Prezes Zenon Michałowski na razie nich chce udzielać żadnych informacji, ale Dominik Chlebowski, rzecznik prasowy, uchyla rąbka i wyjaśnia, iż trwają rozmowy z ludźmi, którzy chcieliby pomóc siatkarzom GTPS. Jednak do czasu ostatecznego rozstrzygnięcia negocjacji, działacze nie chcą wypowiadać się na ten temat. Podkreślają tylko, że w ciszy i spokoju właśnie tworzy się nowy pomysł na siatkówkę w ich mieście. Mają nadzieję, że już wkrótce będą wiedzieć, jaki zbudują budżet i na jakich zawodników będą mogli sobie pozwolić.

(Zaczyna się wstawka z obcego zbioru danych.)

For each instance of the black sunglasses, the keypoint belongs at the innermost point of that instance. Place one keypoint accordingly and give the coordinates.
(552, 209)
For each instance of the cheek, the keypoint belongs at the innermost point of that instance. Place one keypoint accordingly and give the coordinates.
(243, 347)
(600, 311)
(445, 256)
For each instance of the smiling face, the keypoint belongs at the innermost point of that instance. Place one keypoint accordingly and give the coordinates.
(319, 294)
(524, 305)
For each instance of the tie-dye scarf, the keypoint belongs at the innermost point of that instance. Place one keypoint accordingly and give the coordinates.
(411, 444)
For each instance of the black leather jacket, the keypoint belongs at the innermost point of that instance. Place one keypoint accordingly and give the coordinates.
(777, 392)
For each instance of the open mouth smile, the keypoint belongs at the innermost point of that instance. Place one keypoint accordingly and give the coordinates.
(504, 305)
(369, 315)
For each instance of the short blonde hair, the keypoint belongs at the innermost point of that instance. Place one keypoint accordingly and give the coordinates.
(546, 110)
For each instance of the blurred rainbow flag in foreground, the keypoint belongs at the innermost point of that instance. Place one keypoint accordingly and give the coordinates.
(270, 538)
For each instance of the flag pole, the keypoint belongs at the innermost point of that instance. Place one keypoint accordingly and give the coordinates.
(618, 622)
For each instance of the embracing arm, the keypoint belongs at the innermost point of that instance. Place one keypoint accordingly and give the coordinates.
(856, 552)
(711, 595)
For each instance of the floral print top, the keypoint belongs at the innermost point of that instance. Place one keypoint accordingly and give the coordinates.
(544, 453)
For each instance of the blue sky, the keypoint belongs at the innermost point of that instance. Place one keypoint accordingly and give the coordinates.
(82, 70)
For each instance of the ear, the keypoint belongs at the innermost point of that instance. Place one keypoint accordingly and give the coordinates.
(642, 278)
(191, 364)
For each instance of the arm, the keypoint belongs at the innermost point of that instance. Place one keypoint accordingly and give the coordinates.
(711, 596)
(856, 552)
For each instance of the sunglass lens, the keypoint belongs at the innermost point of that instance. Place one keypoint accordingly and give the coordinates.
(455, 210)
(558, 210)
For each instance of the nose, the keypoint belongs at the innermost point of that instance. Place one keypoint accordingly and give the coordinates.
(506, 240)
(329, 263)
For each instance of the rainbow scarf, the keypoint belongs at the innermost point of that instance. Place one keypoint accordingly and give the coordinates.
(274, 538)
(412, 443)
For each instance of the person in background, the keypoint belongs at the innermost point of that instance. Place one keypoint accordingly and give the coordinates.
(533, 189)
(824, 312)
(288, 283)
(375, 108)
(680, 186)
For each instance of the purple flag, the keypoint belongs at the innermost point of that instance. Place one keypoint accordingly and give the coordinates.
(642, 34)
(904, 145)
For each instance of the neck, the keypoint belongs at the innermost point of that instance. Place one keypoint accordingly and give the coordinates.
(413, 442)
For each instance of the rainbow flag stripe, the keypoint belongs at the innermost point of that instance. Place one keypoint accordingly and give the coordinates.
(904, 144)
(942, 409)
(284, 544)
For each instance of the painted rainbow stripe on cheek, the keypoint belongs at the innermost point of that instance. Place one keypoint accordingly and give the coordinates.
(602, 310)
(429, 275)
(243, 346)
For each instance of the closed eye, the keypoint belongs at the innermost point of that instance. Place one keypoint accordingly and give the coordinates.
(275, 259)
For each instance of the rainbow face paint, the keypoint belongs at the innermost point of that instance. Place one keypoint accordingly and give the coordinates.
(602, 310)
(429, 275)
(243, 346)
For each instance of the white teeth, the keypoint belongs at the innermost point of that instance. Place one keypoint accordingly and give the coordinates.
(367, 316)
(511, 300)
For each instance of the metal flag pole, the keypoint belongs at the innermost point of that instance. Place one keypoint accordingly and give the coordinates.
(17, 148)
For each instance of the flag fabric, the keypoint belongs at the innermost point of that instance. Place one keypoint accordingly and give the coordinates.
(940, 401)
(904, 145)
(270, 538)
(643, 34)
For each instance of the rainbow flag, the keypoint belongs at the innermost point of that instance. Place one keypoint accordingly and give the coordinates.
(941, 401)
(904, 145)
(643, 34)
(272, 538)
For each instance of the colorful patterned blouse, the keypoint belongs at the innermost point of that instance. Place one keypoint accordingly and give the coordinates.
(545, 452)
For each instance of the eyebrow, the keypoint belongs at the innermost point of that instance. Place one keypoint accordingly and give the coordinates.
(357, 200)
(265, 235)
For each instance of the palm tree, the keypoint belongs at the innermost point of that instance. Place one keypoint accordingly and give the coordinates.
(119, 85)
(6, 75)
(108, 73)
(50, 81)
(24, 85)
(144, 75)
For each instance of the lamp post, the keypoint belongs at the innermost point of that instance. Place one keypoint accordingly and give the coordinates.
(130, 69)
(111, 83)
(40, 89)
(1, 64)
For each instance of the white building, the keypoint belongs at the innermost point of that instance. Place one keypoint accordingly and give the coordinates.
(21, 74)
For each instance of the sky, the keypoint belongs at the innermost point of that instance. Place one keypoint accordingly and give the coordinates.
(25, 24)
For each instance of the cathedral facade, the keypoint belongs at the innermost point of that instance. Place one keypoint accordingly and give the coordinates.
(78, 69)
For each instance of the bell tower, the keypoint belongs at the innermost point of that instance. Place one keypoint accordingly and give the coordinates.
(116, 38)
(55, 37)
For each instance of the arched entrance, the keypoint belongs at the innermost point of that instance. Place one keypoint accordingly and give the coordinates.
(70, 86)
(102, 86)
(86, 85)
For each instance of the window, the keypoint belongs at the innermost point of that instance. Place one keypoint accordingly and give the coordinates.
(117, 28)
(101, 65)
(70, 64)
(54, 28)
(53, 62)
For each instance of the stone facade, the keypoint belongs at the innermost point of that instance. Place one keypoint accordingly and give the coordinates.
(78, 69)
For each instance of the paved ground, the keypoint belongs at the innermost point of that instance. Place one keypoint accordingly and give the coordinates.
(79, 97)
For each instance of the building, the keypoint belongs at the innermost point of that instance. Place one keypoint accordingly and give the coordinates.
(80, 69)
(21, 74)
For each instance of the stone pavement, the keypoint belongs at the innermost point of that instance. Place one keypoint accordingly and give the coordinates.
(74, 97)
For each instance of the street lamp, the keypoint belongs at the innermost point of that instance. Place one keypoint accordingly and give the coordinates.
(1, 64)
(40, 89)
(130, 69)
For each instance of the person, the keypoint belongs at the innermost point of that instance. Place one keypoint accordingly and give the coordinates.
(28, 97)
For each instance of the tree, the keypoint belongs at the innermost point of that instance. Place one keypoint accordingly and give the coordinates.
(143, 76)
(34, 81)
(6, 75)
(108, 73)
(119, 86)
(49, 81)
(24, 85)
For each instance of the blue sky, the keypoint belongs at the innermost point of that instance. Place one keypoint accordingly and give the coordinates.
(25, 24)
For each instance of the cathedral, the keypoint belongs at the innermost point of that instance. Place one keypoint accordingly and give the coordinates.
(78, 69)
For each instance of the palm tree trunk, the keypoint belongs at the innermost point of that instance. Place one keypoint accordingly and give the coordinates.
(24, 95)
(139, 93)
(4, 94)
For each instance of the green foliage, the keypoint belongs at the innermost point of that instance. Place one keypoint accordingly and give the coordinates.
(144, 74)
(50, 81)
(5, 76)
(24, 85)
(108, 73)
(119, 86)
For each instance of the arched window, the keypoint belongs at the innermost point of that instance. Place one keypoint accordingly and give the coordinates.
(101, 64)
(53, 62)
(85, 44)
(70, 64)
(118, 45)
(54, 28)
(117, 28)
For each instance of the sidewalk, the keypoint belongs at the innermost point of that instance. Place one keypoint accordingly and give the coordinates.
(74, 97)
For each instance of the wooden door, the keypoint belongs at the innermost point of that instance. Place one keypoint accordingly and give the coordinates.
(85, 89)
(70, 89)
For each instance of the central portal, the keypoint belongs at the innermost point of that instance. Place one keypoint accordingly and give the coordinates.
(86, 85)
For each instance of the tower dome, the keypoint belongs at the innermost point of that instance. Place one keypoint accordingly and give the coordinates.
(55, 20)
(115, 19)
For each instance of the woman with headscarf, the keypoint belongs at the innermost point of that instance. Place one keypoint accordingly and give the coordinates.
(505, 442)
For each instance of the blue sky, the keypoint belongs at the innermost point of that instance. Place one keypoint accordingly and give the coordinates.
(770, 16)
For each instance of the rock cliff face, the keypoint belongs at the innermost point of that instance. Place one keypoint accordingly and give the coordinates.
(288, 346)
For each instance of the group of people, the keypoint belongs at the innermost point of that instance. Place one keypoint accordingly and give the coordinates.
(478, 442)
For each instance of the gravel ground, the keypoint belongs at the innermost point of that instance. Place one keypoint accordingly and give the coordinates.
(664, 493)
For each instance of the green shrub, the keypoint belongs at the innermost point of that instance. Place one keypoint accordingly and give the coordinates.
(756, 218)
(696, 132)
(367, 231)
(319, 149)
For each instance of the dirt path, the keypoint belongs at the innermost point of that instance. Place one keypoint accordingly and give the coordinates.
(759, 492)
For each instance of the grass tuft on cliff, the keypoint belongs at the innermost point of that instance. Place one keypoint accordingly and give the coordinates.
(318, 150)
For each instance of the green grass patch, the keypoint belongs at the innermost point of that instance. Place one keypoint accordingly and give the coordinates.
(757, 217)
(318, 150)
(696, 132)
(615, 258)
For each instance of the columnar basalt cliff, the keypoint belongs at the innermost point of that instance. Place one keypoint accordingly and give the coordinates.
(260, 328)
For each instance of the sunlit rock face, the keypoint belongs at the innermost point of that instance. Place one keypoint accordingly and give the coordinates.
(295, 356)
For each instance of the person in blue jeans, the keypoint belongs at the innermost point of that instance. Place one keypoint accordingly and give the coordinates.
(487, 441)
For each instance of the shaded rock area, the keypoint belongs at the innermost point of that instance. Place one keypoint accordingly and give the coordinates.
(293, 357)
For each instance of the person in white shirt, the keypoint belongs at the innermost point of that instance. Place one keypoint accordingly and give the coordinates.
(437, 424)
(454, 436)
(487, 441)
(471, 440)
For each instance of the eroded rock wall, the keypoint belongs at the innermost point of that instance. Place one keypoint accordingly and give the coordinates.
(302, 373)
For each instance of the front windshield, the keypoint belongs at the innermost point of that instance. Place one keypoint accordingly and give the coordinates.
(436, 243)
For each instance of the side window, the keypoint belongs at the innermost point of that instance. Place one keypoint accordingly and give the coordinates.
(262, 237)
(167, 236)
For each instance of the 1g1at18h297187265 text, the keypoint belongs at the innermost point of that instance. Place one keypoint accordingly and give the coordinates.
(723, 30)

Trzeba jednak działać szybko, bo rynek transferowy w mocnym tempie się kurczy. Zawodnicy GTPS mają podpisane kontrakty do końca maja. Większość z nich zadeklarowała chęć pozostania w gorzowskim klubie, ale czekają na rozwój sytuacji. Oczywiste jest jednak, iż , do wielu z nich już zapukały inne kluby z konkretnymi propozycjami.
Gorzowskich działaczy czeka nie tylko poszukiwanie nowych graczy, ale także nowego trenera. Wiadomo, że z przyczyn osobistych z funkcji szkoleniowca zrezygnuje Maciej Kowalczuk, który nie chce już łączyć trenowania pierwszoligowego zespołu z pracą zawodową. Dominik Chlebicki twierdzi, iż GTPS ma kilku kandydatów, a zespół poprowadzi raczej szkoleniowiec nie związany z miastem.